Even as we come to the end of calendar year 2017, in what has been an excellent year for the equity markets with the Sensex returning more than 24% in the year so far, Harsha Upadhyaya of Kotak Mutual Fund says that the trend of double digit earnings growth will continue for the next few quarters. “We have seen a bit of that in the September quarter where for the first time after several quarters, we saw double digit earnings growth on a year-on-year basis and also there was a sequential improvement in terms of earnings numbers. We believe that that trend will continue into December and March quarter and even into the next financial year and that is what will keep the markets on a stronger footing,” Harsha Upadhyaya told ET Now.
Yesterday, Jonathan Garner of Morgan Stanley said that he see better earnings growth acceleration in 2018. “The Indian markets have been different from other emerging markets. Growth has been quite choppy in India in the past 12 months.
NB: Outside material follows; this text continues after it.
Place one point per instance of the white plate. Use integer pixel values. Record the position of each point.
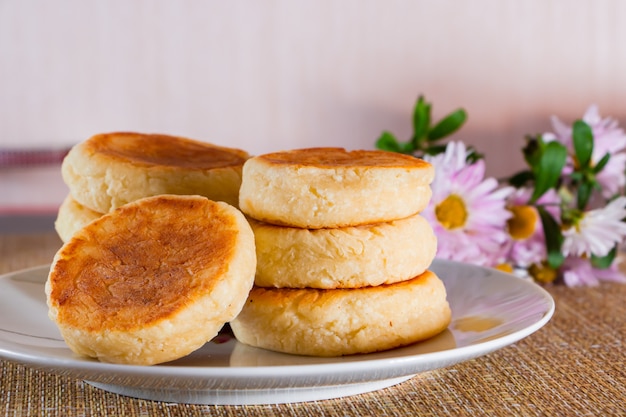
(490, 310)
We should see earings grow at 12% year on year, as the impact of GST and demonetisation is behind us,” Jonathan Garner, Chief Asia & EM Equity Strategist at Morgan Stanley told CNBC TV18.
Harsha Upadhyaya said that infrastructure sector offers an attractive opportunity for investors. “We have already seen improved order flows. As we head into 2018 and beyond, we will start seeing improved visibility in terms of execution of those orders which will definitely improve their financials both from top line and bottom line perspective. Anything linked to infrastructure is worth looking at,” he said. Apart from infrastructure, the expert also advised investors to look at stocks related to the rural economy.
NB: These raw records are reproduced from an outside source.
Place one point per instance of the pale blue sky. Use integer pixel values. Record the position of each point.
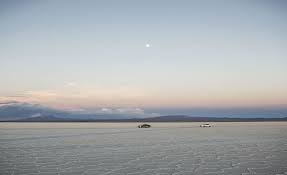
(86, 53)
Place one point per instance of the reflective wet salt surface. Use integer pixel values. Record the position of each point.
(121, 148)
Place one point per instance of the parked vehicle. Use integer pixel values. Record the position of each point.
(205, 125)
(144, 126)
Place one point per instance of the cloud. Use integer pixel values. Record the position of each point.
(8, 102)
(71, 84)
“Given that the government will continue to focus its energy on reviving rural economy and improving agriculture, that is another theme which will show a lot of gains during the next few years. Anything that is linked to rural economy — whether it is consumer discretionary which is rural dependent or any of the agri stocks including fertilisers, irrigation stocks, pipe manufacturers, etc, — all are likely to see reasonably strong demand coming in over the next few years,” Harsha Upadhyaya told ET Now.
Harsha Upadhyaya also shared his outlook in the IT sector. “One needs to be stock specific in IT sector. I do not think sector as a whole is likely to outperform the overall market but there could be players who will see better growth rates compared to their history, immediate history or even market at some level. Those will be the stocks that one needs to buy into but overall the headwind still continues,” he said in the same interview.